Though precedented far earlier, The Golden Age of Dutch Painting (during the 17th century) saw perhaps the most iconic rise of dead birds in Art. Owing both to the massive economic success of the Dutch Empire and the split between Northern Europe and the Catholic Church, artists and patrons increasingly turned to secular subjects. The newly wealthy Dutch merchant class invested in works that represented subject matter grounded in their own reality, emphasizing the overwhelming opulence now available to them. New pigments imported from China allowed for true-to-life depictions of the vivid hues and iridescence found in nature and Dutch artists relished the ability to manifest a whole new realm of color and light. Ventures to the Middle East and East Asia renewed already piqued interest in Falconry, leading several Dutch cities to rely on the sport so heavily that their economies became entirely dependent on birds. Although our modern tastes no longer include consuming songbirds, the delicacy’s popularity once rivaled larger game such as ducks and grouse. Furthermore, the delicate morsels provided an ideal subject for still life painting, an art form once viewed as the basest of genres which the Dutch elevated to near iconic status. Much like the decadent, ripe fruit and extravagant, sumptuous floral arrangements, the hapless fowl were transformed into stunning examinations of color, light and texture, and emblems of the Dutch Aristocracy.

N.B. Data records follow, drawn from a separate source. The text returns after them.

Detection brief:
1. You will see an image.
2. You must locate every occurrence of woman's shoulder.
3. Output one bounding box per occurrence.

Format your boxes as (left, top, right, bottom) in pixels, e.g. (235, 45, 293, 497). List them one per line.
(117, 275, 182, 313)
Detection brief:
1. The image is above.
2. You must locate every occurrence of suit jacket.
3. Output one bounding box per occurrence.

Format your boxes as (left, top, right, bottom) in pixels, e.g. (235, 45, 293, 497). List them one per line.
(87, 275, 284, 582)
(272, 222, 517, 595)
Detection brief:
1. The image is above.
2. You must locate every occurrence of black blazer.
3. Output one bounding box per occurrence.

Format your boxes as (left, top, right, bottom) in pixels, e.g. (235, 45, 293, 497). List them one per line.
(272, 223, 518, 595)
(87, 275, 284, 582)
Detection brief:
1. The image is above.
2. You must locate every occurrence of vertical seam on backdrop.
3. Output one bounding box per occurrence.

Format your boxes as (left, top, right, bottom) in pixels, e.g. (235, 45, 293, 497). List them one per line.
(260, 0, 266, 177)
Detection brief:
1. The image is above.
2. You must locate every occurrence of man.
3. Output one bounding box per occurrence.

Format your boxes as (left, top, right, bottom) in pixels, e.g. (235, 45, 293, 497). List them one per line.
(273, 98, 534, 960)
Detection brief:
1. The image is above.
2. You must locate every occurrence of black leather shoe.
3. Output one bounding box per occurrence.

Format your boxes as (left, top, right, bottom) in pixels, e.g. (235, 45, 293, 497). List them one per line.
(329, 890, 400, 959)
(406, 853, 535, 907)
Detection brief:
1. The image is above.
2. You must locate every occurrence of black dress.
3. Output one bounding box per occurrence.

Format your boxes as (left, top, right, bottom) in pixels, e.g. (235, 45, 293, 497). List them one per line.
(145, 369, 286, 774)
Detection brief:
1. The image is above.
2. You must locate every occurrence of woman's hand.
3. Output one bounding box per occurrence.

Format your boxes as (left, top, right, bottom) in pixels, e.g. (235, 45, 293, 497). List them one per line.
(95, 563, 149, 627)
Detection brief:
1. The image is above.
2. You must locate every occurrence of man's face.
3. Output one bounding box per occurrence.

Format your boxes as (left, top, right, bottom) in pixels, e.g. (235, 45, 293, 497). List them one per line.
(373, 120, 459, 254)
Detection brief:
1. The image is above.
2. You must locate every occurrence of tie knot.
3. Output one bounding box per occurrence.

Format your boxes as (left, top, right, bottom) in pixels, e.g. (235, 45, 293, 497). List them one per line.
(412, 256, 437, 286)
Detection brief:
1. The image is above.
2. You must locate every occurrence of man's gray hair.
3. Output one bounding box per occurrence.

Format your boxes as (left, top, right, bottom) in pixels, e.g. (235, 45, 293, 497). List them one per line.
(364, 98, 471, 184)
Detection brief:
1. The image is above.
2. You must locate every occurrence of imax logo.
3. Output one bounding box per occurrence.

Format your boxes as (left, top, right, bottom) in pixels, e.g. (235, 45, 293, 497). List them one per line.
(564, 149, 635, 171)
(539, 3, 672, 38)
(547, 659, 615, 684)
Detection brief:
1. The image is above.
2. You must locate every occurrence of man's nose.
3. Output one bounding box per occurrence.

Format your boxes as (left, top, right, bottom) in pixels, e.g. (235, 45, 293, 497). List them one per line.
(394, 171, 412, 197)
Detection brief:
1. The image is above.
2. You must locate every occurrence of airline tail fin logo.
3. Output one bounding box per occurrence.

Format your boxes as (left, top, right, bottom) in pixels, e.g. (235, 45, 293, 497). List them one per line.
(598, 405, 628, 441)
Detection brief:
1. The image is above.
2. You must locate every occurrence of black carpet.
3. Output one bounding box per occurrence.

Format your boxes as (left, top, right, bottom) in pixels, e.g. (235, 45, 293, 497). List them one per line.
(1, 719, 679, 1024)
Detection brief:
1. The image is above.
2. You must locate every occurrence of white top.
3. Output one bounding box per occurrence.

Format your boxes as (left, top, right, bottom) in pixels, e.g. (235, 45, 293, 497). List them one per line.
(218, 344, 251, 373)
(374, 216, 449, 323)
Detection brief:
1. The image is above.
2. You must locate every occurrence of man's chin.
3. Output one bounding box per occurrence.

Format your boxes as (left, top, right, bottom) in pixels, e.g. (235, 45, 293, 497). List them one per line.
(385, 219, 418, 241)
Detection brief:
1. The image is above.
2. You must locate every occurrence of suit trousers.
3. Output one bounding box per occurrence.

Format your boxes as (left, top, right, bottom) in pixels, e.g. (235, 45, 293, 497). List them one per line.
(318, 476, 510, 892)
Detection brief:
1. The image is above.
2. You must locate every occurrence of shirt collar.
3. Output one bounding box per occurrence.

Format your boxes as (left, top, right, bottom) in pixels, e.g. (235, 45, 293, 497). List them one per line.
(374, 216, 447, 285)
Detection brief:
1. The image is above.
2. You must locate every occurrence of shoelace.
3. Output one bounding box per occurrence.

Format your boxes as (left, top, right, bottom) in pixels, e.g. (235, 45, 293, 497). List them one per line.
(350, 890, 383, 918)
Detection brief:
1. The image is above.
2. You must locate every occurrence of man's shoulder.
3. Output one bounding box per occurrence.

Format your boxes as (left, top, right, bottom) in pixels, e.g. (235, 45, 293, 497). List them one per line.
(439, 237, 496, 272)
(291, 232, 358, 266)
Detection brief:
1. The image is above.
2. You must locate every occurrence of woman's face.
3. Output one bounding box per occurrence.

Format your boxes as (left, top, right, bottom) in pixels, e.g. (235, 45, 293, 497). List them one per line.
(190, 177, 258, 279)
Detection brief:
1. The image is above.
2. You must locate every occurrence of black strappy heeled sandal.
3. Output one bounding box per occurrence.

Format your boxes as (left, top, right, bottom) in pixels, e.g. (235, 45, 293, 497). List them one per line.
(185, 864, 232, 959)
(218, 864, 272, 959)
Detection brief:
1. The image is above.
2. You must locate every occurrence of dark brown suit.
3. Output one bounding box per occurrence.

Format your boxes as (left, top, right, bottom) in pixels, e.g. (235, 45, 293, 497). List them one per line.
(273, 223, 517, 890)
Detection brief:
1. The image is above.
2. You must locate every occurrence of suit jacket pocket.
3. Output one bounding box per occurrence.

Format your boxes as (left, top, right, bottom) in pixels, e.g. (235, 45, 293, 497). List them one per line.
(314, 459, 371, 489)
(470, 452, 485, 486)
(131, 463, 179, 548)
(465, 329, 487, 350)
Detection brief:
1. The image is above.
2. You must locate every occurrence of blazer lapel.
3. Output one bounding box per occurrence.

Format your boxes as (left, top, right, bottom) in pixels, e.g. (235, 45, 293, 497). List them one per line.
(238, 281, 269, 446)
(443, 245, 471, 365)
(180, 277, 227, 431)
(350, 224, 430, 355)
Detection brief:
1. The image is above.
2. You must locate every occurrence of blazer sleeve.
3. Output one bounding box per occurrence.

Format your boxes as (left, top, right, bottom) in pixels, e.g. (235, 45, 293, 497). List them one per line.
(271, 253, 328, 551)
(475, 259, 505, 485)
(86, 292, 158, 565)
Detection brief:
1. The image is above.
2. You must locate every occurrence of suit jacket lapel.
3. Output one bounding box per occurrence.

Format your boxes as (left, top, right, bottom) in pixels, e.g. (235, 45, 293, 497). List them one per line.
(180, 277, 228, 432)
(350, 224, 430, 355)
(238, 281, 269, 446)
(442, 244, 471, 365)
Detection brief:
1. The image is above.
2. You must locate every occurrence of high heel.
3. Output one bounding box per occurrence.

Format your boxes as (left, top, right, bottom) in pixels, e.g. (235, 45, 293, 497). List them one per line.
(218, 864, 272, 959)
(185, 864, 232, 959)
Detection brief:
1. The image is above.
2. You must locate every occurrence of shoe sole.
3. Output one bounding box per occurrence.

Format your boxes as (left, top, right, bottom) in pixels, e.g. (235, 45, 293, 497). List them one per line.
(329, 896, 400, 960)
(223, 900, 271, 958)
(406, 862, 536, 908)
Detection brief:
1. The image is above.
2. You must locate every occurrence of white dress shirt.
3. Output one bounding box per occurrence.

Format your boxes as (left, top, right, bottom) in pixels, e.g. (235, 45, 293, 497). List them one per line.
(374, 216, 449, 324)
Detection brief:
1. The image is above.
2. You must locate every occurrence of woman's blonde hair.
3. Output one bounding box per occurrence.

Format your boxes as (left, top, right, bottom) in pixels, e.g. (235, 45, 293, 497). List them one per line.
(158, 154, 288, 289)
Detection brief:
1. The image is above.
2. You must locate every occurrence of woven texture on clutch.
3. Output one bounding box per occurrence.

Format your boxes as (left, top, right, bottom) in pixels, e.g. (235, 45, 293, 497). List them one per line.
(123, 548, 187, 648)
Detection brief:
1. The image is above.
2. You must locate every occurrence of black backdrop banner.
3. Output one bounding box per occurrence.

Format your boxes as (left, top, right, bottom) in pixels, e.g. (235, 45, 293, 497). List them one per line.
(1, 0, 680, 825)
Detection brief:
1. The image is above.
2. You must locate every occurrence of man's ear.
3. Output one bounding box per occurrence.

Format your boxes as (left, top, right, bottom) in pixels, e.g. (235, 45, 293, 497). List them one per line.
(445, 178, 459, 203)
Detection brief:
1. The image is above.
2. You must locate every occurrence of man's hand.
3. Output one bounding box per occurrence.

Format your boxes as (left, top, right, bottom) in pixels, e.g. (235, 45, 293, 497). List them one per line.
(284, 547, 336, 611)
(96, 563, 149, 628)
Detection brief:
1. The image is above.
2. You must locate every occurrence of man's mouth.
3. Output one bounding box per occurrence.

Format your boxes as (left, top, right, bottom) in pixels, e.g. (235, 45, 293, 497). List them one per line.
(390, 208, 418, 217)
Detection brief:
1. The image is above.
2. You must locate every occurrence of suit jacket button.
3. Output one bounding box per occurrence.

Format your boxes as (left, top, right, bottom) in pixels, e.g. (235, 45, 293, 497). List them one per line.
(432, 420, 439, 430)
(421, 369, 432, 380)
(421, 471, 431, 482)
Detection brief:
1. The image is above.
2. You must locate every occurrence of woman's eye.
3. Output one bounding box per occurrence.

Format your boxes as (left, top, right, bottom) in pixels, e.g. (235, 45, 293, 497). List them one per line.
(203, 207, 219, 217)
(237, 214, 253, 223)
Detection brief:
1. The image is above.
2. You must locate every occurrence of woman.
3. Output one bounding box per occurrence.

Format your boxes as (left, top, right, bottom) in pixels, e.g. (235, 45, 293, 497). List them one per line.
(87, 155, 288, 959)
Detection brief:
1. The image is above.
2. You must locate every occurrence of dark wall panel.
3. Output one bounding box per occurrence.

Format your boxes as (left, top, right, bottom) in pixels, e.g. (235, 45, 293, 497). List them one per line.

Celebrated American ornithologist and naturalist, John James Audubon, is best known for his extensive publication “Birds of America” which detailed over 700 species, 25 of which had never been identified prior. Life sized and painted in exquisite detail, these birds too hold a morbid secret— every single bird Audubon painted, he killed. Though less obvious in smaller species, his depictions of larger animals are often posed in bizarre and unnatural contortions, confined by the size of his canvas, their bodies manipulated with strings, pins, and wires. Sometimes shooting more than 100 birds in a day, Audubon, however, did not delight in killing. Of the practice he lamented "The moment a bird was dead… no matter how beautiful it had been in life, the pleasure of possession became blunted for me." The creatures’ deaths was a mere necessity of scientific and artistic observation.
We owe much of our modern sensibilities and attitudes towards animals to the Victorians. Spearheaded by Queen Victoria, the formation of RSPCA (the Royal Society of the Prevention of Cruelty to Animals) and the passing of a number of animal welfare acts mid-century demonstrated a drastic shift in human and animal relations. Once deemed synonymous with inanimate objects, all creatures suddenly gained anthropomorphic characteristics and were worthy of sympathy and Victorians sought to limit their pain and suffering. It may seem strange that holiday greeting cards during this period bore the images of dead birds; however, their presence was founded in the same contemporary ideals. These little slain birds were symbols intended to elicit sympathy for the less fortunate, and were even thought to bring luck to their recipients. These cards also served as memento mori (reminders of the inevitability of death) for the death obsessed Victorians who still held fast to their Christian hope of life after death.
In light of these anecdotes, let’s re-examine another work by Wilde. Winter Birds depicts a Dark Eyed Junco flanked by two Chirpping Sparrows strung up by one foot in an uncanny resemblance to “the Hanged Man” figure of the Tarot deck. These creatures met their demise upon colliding with a windowpane but are immortalized by Wilde’s reverent representation, as he sought to pay homage to their fate. Winter Birds is an exquisite object study, the mundane browns and grays of the bird’s plumage are pored over, ever feather meticulously rendered with splendor and precise observation. What is perhaps most startling about these dead birds, is their stark reality and variable discomfort that comes from finding visual pleasure in death. Such works cause us to question the boundaries between human and animal and reveal an inherent empathy many of us feel toward these creatures.